よく使われている青のドロースペルの中で、《グリッドの脈動/Pulse of the Grid》にマナコストが近く、脈動同様アドを稼げる要素があるものには、
《強迫的な研究/Compulsive Research》《知識の渇望/Thirst for Knowledge》《企業秘密/Trade Secrets》(3マナ)
《予感/Foresee》《入念な考慮/Careful Consideration》《集中/Concentrate》(4マナ)
などがある。
効果が比較的近いのは、脅迫的な研究、知識の渇望、入念な考慮あたりか。
単発として見た場合に最も近い効果を持つのは《知識の渇望/Thirst for Knowledge》だろう。
双方インスタントながら、片やアーティファクトを捨てないとアド得出来ない。片や対戦相手に十分な手札がないとアド得できない。
デッキに十分なアーティファクトが入っていない場合には、三人の対戦相手の誰かの手札が多ければよいという《グリッドの脈動/Pulse of the Grid》の方が安定性が高いだろう。
逆に(状況によっては捨てても構わない)アーティファクトが多めにデッキに入っている場合には、《知識の渇望/Thirst for Knowledge》の方が安定する。いかに対戦相手が3人と言えど、やはり他人任せの不安定は拭い切れない。

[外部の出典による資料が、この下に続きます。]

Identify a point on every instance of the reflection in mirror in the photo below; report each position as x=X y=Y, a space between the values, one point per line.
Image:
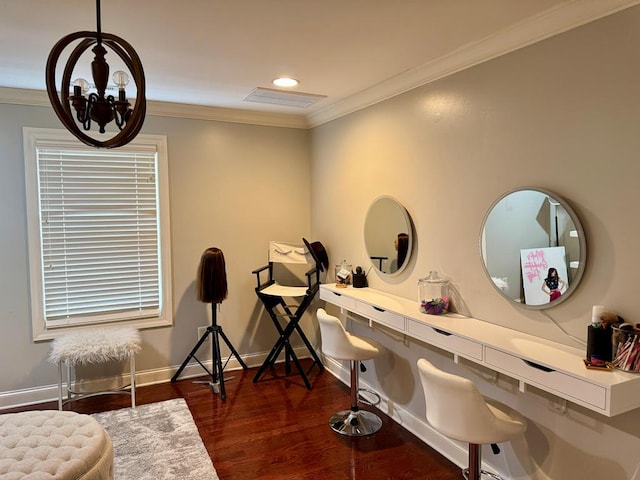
x=388 y=235
x=533 y=248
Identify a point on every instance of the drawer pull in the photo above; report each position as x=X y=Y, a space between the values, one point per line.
x=442 y=332
x=538 y=366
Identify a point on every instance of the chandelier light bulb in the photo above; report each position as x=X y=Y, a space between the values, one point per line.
x=121 y=79
x=80 y=86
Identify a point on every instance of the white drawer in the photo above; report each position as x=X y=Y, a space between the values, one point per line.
x=338 y=299
x=377 y=314
x=444 y=340
x=548 y=379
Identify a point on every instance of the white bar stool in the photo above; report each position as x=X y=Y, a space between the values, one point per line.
x=339 y=344
x=91 y=346
x=456 y=409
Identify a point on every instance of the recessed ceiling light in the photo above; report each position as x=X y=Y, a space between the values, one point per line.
x=285 y=82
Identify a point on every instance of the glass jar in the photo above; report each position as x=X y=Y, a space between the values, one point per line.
x=433 y=294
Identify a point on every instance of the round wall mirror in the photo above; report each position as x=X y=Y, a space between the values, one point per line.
x=388 y=236
x=533 y=248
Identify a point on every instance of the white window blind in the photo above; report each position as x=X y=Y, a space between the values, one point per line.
x=100 y=233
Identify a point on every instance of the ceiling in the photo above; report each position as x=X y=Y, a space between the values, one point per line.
x=213 y=53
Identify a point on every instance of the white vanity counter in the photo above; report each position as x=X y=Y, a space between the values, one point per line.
x=547 y=365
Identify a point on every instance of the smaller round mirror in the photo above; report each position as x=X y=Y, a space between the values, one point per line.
x=533 y=248
x=388 y=235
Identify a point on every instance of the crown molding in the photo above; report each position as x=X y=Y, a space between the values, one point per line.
x=39 y=98
x=569 y=15
x=534 y=29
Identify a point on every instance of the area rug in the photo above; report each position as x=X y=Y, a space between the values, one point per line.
x=158 y=441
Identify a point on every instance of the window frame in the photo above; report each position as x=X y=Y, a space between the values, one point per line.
x=34 y=138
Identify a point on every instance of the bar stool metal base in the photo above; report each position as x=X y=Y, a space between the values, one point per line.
x=355 y=423
x=473 y=471
x=465 y=474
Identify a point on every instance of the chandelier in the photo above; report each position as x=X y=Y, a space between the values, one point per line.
x=96 y=107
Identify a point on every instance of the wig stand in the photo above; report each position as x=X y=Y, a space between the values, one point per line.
x=216 y=374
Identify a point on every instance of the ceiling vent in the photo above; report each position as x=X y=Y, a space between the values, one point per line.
x=279 y=97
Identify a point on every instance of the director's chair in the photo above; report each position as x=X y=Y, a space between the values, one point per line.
x=273 y=295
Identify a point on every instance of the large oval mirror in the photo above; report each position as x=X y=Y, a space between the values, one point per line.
x=388 y=235
x=533 y=248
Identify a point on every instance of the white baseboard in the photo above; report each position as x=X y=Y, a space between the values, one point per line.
x=49 y=393
x=453 y=451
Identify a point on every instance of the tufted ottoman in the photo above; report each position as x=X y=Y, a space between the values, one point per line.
x=54 y=445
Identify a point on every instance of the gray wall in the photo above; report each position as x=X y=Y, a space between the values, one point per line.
x=561 y=115
x=233 y=186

デッキの構成次第では《知識の渇望/Thirst for Knowledge》が《グリッドの脈動/Pulse of the Grid》にとって代わる事もありえるだろう。
また、インスタントである利点から《強迫的な研究/Compulsive Research》と入れ替わる事もありそうである。
こちらはアド得条件が土地ディスカードと《知識の渇望/Thirst for Knowledge》よりも安定性の高いカードなので、インスタントを構える必要に迫られている状況が多いデッキに向きそうだ。
☆比較 3
複数回使いまわす事を考えた場合、《入念な考慮/Careful Consideration》がかなり近い効果を示す。

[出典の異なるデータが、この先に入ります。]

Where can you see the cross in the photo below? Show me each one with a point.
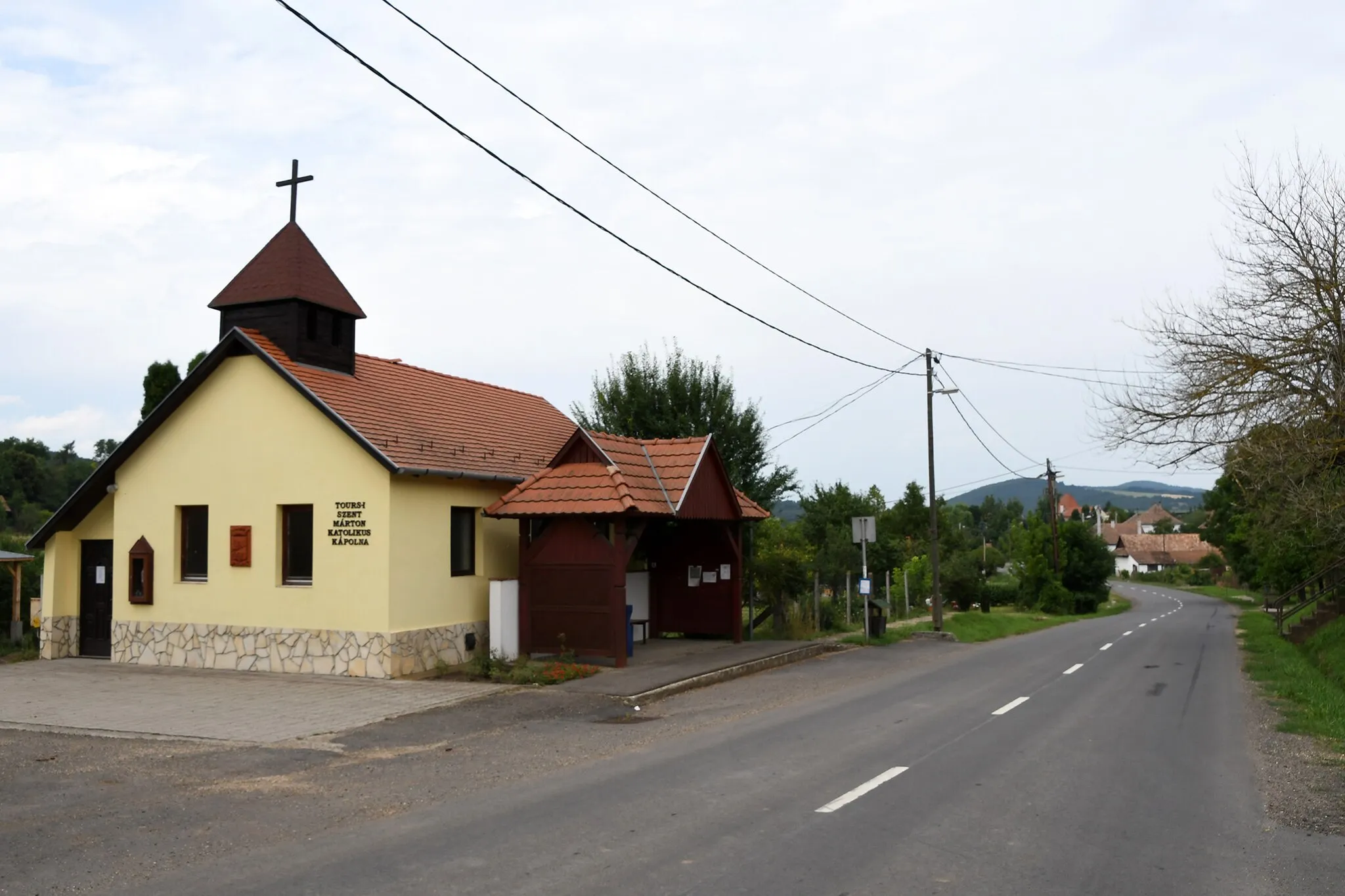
(294, 187)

《グリッドの脈動/Pulse of the Grid》が1回目は手札、2回目は墓地に行った場合の状況は、ソーサリーで《入念な考慮/Careful Consideration》を使った場合と同じ。「1枚のカードを使い、4枚引いて2枚捨てている」という形である。

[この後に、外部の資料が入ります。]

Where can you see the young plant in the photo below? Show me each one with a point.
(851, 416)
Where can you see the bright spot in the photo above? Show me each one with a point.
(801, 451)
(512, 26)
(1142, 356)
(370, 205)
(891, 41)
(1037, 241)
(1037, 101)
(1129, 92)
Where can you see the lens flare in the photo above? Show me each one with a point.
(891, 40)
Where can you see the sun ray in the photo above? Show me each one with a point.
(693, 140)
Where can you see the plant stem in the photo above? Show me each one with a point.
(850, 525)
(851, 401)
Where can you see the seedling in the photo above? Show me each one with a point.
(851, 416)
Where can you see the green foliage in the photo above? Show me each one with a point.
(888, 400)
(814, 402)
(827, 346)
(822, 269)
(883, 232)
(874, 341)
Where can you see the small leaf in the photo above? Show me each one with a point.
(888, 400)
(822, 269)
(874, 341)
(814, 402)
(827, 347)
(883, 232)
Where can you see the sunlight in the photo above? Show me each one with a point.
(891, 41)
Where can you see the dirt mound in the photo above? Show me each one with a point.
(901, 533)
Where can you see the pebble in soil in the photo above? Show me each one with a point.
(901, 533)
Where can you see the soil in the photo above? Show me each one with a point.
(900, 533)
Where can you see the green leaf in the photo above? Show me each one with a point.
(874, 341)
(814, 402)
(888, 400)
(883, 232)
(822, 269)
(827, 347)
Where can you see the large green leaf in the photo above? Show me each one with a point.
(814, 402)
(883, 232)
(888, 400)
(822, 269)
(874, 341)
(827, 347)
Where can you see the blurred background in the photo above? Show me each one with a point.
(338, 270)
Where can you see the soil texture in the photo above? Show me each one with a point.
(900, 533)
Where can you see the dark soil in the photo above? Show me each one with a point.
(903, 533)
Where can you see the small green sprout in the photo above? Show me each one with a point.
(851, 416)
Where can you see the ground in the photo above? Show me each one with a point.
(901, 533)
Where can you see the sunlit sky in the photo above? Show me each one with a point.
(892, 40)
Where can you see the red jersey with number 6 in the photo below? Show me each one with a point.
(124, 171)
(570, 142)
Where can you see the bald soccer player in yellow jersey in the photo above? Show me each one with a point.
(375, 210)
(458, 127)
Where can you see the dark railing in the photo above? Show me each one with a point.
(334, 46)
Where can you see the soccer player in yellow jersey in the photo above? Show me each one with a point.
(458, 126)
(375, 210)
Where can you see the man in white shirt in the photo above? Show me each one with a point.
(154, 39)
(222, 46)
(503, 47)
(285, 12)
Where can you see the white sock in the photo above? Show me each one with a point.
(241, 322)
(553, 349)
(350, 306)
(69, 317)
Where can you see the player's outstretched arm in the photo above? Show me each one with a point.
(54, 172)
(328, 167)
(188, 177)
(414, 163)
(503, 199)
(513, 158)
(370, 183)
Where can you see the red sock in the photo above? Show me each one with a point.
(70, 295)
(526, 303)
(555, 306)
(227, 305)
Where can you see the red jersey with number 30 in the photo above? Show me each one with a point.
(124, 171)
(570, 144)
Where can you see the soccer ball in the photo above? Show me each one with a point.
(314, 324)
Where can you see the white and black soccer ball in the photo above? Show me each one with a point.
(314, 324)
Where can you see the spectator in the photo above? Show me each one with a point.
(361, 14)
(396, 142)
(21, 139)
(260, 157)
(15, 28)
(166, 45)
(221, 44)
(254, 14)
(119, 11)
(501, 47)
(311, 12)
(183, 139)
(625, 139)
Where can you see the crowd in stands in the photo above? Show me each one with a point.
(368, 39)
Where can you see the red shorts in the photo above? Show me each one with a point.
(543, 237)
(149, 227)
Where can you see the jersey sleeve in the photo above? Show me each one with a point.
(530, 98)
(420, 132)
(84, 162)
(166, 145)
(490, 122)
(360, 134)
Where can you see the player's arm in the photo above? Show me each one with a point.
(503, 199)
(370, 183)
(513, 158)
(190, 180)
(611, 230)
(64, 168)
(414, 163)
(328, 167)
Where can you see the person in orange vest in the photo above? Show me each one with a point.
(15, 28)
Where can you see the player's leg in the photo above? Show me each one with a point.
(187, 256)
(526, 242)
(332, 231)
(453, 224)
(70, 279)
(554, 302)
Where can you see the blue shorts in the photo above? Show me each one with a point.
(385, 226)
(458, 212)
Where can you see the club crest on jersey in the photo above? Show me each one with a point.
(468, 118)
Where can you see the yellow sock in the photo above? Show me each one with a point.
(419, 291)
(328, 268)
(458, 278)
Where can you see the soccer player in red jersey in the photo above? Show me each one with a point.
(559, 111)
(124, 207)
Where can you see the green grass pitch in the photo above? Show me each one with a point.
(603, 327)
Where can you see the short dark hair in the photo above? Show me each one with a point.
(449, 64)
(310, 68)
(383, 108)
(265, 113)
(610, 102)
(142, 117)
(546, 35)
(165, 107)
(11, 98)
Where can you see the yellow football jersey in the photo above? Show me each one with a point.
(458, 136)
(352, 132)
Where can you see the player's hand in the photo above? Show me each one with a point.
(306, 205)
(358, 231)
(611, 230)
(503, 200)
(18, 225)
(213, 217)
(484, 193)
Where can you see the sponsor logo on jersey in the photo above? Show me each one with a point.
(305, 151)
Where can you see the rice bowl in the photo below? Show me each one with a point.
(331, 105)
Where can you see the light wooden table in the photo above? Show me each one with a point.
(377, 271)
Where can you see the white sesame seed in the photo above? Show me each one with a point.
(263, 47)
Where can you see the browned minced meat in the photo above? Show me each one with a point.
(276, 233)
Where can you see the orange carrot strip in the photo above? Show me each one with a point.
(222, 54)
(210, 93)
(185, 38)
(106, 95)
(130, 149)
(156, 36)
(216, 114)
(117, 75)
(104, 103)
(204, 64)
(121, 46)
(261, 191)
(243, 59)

この場合、脈動は3+3の6マナで、多くの場合2ターンかけているのに対し、考慮の使用マナは4マナで、1ターンのうちに4枚引いてしまっている。
テンポ的に見ると《入念な考慮/Careful Consideration》の方が圧倒的に優秀であると言える。
この事から、《グリッドの脈動/Pulse of the Grid》を使おうと思う場合、最低3回は使いまわせる事を期待出来るデッキ構築にしたい。そうでないならば概ね《入念な考慮/Careful Consideration》の方が優秀と判断される。
(一応脈動にも初動が3マナ、インスタントという利点はある)
しかし実際問題、脈動を3回、計9マナもかけて使用する事は稀でありそうだ。
☆結論
自分のデッキには十分なアーティファクトが入っており、現在《知識の渇望/Thirst for Knowledge》は十分安定した運用が出来ている。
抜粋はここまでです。